Yes, and I suspect (although I don't know for sure) that the reason is that a lot of these options are written on spec. For example, does buying buying a call option require that someone has actually previously written it, or does the market maker simply take the other side of the option and acts as a clearing house. I hope I'm being clear on this.

TTFN,
CTC



To: Geoff Nunn who wrote (72630)10/16/1998 5:26:00 PM
From: nihil  Read Replies (4) | Respond to of 176387
 
RE: Are you correct?

No. I have not bought an option at the Ask or sold one at the Bid (except in dire emergencies) in months. I routinely do better on spreads by rolling my own (keeping up to 90 per cent of both spreads). Use a +/-1/8 difference on the > $3 options and +/- 1/16 on cheaper options. When you want to buy an option offer 1/16 more than the bid, and you will become the market bid and get the next market order. Check and see if your offer becomes the market bid (if not sue!). There are usually many market makers, some of whom will be happy to make a teeny if they are too long. Collusion cannot be organized just to cheat you out of a point. Scalpers are competing to make trades to maintain their lifestyles. If you are the bid, you will be filled, the new bid will drop, and the market will stumble on.
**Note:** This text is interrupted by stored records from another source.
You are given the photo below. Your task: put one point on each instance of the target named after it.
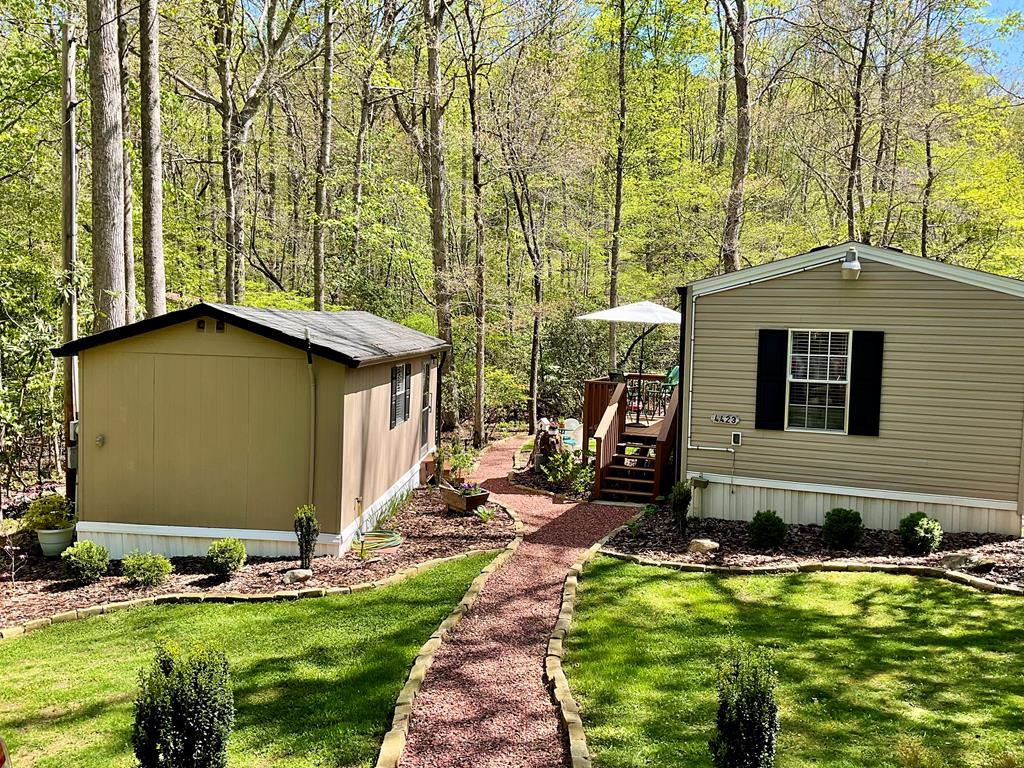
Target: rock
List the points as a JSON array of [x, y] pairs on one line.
[[702, 545], [974, 562], [298, 576]]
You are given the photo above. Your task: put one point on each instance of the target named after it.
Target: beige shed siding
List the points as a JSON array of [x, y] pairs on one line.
[[952, 384], [207, 430], [376, 457]]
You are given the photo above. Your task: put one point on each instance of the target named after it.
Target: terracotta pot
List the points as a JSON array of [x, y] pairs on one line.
[[54, 541], [463, 503]]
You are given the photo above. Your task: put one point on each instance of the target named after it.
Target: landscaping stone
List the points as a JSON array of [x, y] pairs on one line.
[[298, 576], [702, 546]]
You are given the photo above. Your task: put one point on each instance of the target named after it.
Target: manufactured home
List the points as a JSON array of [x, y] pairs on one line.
[[855, 376], [218, 421]]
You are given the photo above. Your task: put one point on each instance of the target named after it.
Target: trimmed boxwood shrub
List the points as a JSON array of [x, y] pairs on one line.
[[86, 562], [748, 713], [184, 710], [843, 528], [145, 569], [225, 556], [679, 503], [922, 535], [767, 529], [306, 531]]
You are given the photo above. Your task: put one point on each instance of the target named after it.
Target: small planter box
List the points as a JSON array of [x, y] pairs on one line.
[[462, 503]]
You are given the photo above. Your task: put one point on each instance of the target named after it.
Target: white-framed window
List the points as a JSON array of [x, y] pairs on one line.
[[817, 396]]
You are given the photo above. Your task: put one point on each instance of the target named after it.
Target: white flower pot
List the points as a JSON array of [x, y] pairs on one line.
[[56, 541]]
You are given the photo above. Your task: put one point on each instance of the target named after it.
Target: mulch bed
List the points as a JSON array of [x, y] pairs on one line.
[[41, 588], [530, 478], [657, 538]]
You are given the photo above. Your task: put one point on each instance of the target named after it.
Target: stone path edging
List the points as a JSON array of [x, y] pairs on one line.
[[394, 741], [928, 571], [401, 574], [568, 710]]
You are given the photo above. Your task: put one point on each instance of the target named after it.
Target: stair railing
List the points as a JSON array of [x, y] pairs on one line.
[[608, 434], [664, 445]]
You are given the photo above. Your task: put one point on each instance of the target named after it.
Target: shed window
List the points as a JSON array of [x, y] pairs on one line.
[[818, 380], [400, 376]]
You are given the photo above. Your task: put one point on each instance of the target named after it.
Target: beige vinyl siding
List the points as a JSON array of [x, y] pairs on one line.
[[207, 429], [952, 383], [376, 456]]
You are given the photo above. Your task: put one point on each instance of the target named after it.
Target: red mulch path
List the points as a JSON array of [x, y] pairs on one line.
[[41, 588], [483, 704], [657, 539]]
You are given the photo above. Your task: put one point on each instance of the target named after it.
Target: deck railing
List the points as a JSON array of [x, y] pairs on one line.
[[608, 433]]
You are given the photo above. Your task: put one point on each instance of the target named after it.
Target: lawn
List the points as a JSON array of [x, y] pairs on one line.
[[875, 670], [314, 680]]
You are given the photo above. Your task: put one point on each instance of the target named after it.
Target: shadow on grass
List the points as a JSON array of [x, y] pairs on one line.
[[864, 662]]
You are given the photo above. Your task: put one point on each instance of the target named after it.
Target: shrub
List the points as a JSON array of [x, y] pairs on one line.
[[679, 503], [145, 569], [921, 534], [767, 529], [184, 710], [843, 528], [49, 513], [306, 530], [748, 713], [86, 561], [225, 556]]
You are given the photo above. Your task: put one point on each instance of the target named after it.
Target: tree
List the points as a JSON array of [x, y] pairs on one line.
[[108, 168], [153, 160]]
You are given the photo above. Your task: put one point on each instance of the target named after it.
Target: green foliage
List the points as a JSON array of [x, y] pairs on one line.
[[49, 513], [184, 710], [306, 531], [767, 529], [921, 534], [146, 569], [86, 562], [225, 556], [748, 714], [843, 528], [679, 503]]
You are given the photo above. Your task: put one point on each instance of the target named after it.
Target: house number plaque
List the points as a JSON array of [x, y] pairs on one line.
[[725, 418]]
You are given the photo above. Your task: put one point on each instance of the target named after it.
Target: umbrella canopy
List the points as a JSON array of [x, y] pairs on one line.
[[645, 312]]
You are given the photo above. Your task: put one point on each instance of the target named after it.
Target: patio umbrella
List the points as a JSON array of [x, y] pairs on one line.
[[644, 313]]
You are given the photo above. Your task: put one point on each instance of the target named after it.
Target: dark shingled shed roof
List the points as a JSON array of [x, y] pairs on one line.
[[351, 338]]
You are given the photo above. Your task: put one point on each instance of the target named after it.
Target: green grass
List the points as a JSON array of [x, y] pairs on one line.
[[314, 680], [872, 668]]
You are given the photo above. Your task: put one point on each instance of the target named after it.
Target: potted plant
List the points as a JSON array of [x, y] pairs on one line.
[[466, 497], [52, 519]]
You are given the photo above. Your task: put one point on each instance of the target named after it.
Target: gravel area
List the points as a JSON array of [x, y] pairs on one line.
[[483, 704], [657, 538], [41, 588]]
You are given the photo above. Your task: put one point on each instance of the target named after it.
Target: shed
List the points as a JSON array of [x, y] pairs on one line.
[[855, 376], [219, 421]]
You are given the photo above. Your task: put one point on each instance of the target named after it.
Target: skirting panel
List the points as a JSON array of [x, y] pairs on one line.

To: Geoff Nunn who wrote (72630)10/19/1998 11:40:00 AM
From: jim kelley  Respond to of 176387
 
Geoff,

Options are very expensive now. There is a high volatility premium to be paid. You might want to wait until the volatility subsides before you reach for a 6-pack of options.

As far as the spread is concerned, it seems to be the widest in the options that have the lowest per day volume. You can always offer less than the ask and you may get your fill.

The main issue with options is to be confident that the stock is going to hit its target by expiration. If you are not certain then you can use a spread to distribute your risk.

Also, if you do not have a cast iron stomach, do not purchase options due to expire in the next 30 days that are way out of the money.